Bu süreç, sadece biyolojik bir yeniden doğuş değil; aynı zamanda insanlığın doğa ile olan ilişkisini yeniden gözden geçirmesi için bir fırsat sunuyor. Yangın sonrası yapılan ağaçlandırma çalışmaları, yerel halkın da bu sürece katkıda bulunmasını sağladı. Marmaris'e ve çevresindeki doğal alanlara tekrar sahip çıkmak, yerel toplulukların yanında çevre gönüllülerinin de desteğiyle mümkün hale geldi. Bu durum, bölgenin ekosisteminin yeniden inşasında kritik bir rol oynadı ve yeniden ağaçlandırma projelerinin önemini bir kez daha gündeme taşıdı.
Daha geçtiğimiz yıllarda karşılaştığımız iklim değişikliği sorunları, oranlardaki düşüşler ve doğal afetlerin artışı, ormanların korunmasının ne kadar kritik olduğunu vurguluyor. Ormanların yeniden yeşermesi, sadece ekolojik bir başarı değil, aynı zamanda toplumun bu alana ne denli sahip çıktığının bir göstergesi olarak değerlendiriliyor. Marmaris’teki ağaçlandırma çalışmaları, ülkemiz için örnek teşkil edecek bir model olarak da öne çıkıyor. Geçmişte yaşanan olumsuzluklara rağmen, doğayı yenileme ve koruma konusunda atılan her adım, geleceğimiz için son derece önemlidir.

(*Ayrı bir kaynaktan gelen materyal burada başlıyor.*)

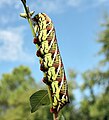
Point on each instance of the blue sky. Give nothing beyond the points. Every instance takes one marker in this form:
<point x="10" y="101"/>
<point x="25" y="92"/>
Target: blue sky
<point x="77" y="24"/>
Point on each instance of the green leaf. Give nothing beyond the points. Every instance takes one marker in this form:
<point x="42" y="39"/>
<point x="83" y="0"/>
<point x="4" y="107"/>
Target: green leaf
<point x="39" y="98"/>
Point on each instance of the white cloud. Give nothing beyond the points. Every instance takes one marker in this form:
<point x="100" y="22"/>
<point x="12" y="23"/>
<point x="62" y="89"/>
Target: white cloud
<point x="74" y="3"/>
<point x="12" y="47"/>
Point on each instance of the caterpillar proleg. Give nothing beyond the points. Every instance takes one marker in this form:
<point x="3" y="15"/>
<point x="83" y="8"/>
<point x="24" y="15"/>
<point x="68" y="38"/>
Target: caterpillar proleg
<point x="50" y="60"/>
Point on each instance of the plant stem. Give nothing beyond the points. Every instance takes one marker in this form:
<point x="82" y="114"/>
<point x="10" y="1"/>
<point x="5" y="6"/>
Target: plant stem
<point x="55" y="115"/>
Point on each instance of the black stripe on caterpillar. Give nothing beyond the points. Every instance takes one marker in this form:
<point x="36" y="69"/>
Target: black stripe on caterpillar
<point x="50" y="60"/>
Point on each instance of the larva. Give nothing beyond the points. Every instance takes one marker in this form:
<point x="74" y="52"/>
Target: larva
<point x="50" y="60"/>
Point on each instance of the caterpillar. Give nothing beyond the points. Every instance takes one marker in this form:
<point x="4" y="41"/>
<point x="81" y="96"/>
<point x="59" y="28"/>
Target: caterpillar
<point x="50" y="60"/>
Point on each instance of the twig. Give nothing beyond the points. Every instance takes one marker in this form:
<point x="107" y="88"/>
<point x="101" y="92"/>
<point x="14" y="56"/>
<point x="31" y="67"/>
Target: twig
<point x="28" y="17"/>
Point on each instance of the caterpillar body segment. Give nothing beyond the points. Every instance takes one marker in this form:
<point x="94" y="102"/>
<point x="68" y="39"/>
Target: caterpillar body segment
<point x="50" y="60"/>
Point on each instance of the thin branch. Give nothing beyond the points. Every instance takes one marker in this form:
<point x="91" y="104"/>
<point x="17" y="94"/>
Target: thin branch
<point x="55" y="115"/>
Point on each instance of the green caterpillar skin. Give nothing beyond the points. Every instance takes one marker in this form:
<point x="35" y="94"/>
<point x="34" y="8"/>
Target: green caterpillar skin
<point x="50" y="60"/>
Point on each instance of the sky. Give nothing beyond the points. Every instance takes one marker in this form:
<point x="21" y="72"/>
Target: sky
<point x="77" y="24"/>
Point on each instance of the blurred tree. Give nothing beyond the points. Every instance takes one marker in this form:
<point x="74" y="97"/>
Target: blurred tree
<point x="15" y="89"/>
<point x="96" y="106"/>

Marmaris, yeni doğan fidanlarıyla birlikte yeniden yeşeriyor ve bu durum yalnızca bölge halkını değil, tüm Türkiye’yi umutlandırıyor. Ormanlarımızın korunması ve yeniden ağaçlandırma çalışmalarının sürdürülmesi, geleceğe dönük atılan en değerli adımlardan biri olarak kabul ediliyor. Ortak bir hedef etrafında birleşen insanlar, sadece doğayı korumakla kalmıyor, aynı zamanda kendilerine de bir gelecek inşa ediyorlar.